Dozens of Atlantans protested outside the state capitol Thursday evening in response to Gov. Brian Kemp’s decision to mobilize the state’s National Guard in support of President Donald Trump’s federal immigration crackdown.
According to the governor’s order, shared with Capital B Atlanta via email earlier this week, approximately 75 Georgia National Guard soldiers and airmen will begin assisting Immigration and Customs Enforcement officials with administrative and logistical tasks by mid-September once they have completed training.
The protest’s organizers — The Party for Socialism and Liberation, ICE Breakers, Atlanta Democratic Socialists of America, and Immigrant Rights Alliance — are demanding Kemp reverse his order, which they describe as an attempt to impose a police state.

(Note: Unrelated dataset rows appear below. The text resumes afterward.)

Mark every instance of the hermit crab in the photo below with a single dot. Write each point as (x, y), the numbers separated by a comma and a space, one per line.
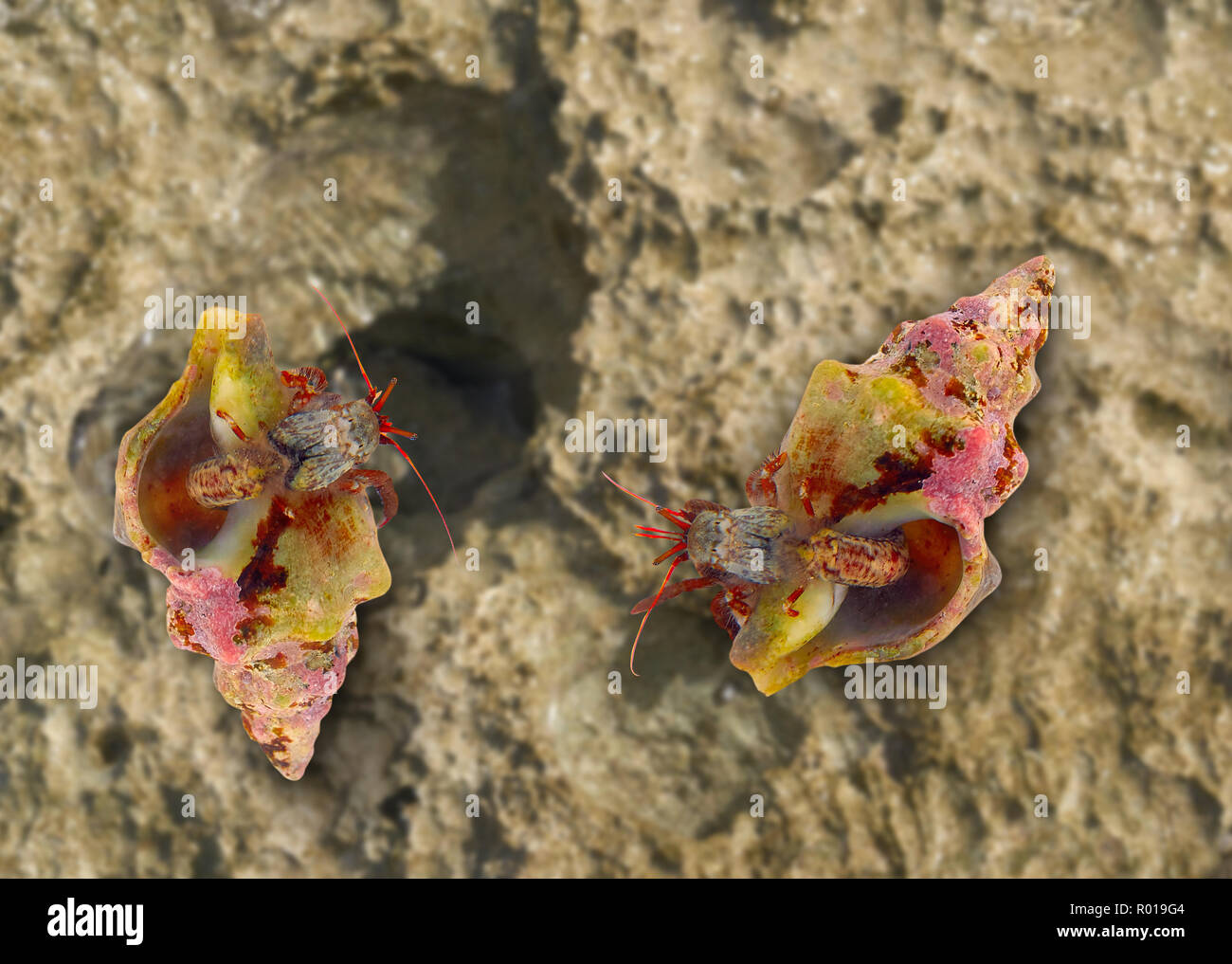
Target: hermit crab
(245, 487)
(865, 533)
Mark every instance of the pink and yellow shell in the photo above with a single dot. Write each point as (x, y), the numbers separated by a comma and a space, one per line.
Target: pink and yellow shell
(865, 537)
(919, 437)
(266, 587)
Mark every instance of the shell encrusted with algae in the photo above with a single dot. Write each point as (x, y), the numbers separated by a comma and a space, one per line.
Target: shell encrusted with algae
(266, 587)
(919, 439)
(865, 536)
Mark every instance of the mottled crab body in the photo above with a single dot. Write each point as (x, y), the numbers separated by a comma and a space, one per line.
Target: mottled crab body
(865, 534)
(327, 442)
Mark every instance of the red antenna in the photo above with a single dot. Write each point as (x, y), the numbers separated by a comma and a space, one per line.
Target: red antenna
(377, 400)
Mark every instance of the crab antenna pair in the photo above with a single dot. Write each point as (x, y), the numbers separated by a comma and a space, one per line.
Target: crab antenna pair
(377, 400)
(679, 550)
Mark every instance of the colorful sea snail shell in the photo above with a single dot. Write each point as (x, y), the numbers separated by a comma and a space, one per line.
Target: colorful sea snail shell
(270, 586)
(871, 514)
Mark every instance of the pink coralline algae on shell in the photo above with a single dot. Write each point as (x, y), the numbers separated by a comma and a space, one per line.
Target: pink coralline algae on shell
(865, 537)
(267, 586)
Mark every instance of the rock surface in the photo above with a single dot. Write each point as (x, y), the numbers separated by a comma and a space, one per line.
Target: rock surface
(734, 189)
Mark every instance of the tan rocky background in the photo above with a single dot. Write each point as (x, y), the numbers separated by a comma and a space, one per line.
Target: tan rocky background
(734, 189)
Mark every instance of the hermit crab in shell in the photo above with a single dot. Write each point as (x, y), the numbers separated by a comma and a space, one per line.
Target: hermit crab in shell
(865, 533)
(246, 488)
(325, 440)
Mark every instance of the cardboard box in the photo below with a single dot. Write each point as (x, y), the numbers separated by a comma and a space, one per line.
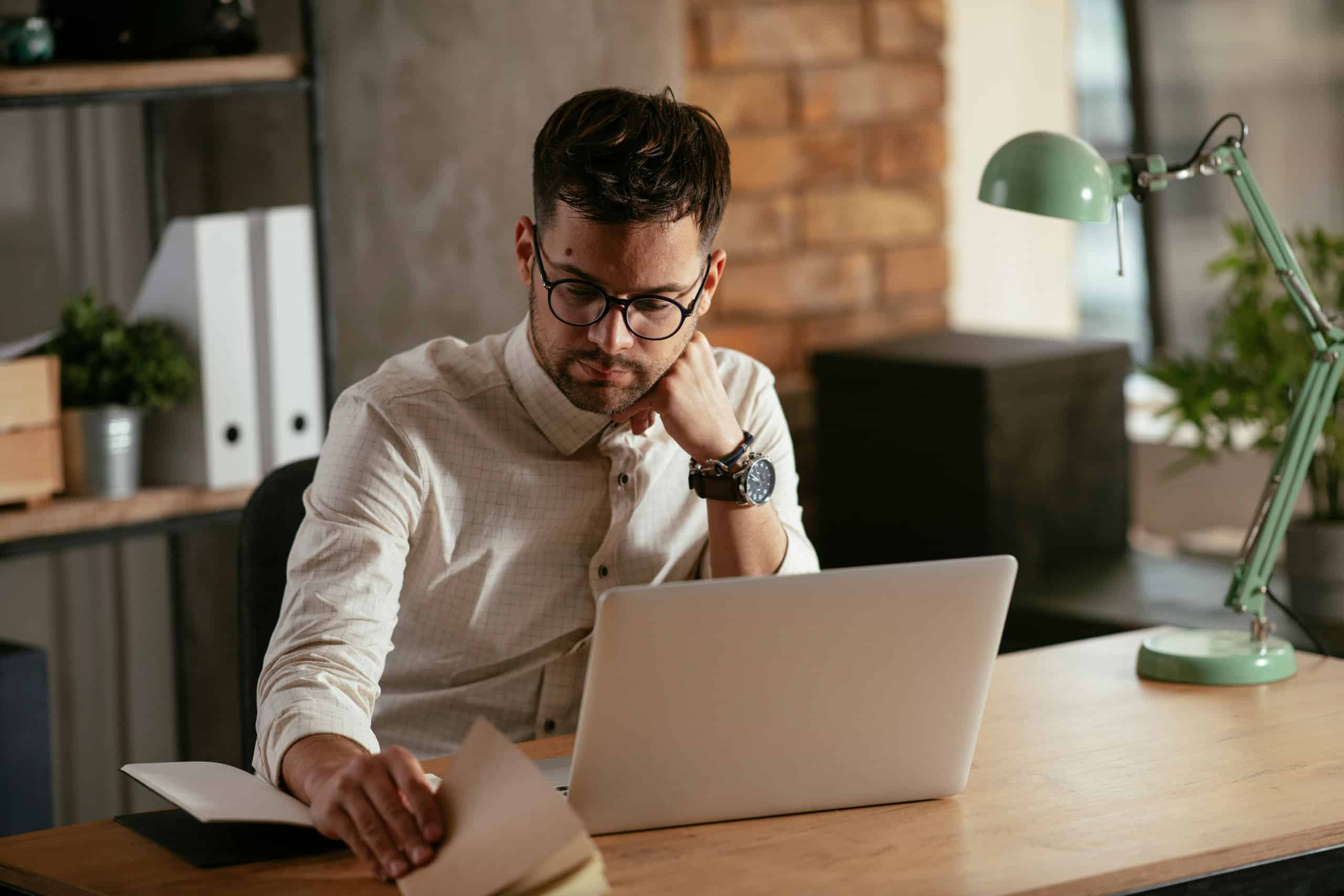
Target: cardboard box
(30, 430)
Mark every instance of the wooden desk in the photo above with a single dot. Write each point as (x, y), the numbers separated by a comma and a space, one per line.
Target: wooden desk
(1088, 779)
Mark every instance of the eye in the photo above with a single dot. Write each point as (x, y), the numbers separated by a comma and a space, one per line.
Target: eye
(652, 307)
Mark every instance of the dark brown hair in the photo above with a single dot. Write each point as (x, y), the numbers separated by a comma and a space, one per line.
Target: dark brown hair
(617, 156)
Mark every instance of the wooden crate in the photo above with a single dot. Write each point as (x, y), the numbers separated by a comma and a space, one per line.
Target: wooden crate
(30, 430)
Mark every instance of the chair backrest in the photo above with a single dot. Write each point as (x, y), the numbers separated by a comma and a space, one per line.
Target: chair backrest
(267, 534)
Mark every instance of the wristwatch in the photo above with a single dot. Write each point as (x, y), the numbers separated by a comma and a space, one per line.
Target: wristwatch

“This is a political move designed to intimidate dissent, suppress the movement for racial justice, and carry out the Trump administration’s anti-immigrant agenda,” Angel Cordova with the Party for Socialism and Liberation said in an email to the media.
“The people of Georgia will not accept the occupation of our communities or the collaboration between the National Guard and ICE,” Cordova continued.
Kemp has previously ordered the National Guard to be ready to intervene in Atlanta during protests for the Black Lives Matter and Stop Cop City movements, as well as to distribute aid and clear roads during natural disasters like Hurricane Helene.
While National Guard troops haven’t been authorized to patrol streets or make arrests like in Washington, D.C., activists are concerned this order could be a step in that direction.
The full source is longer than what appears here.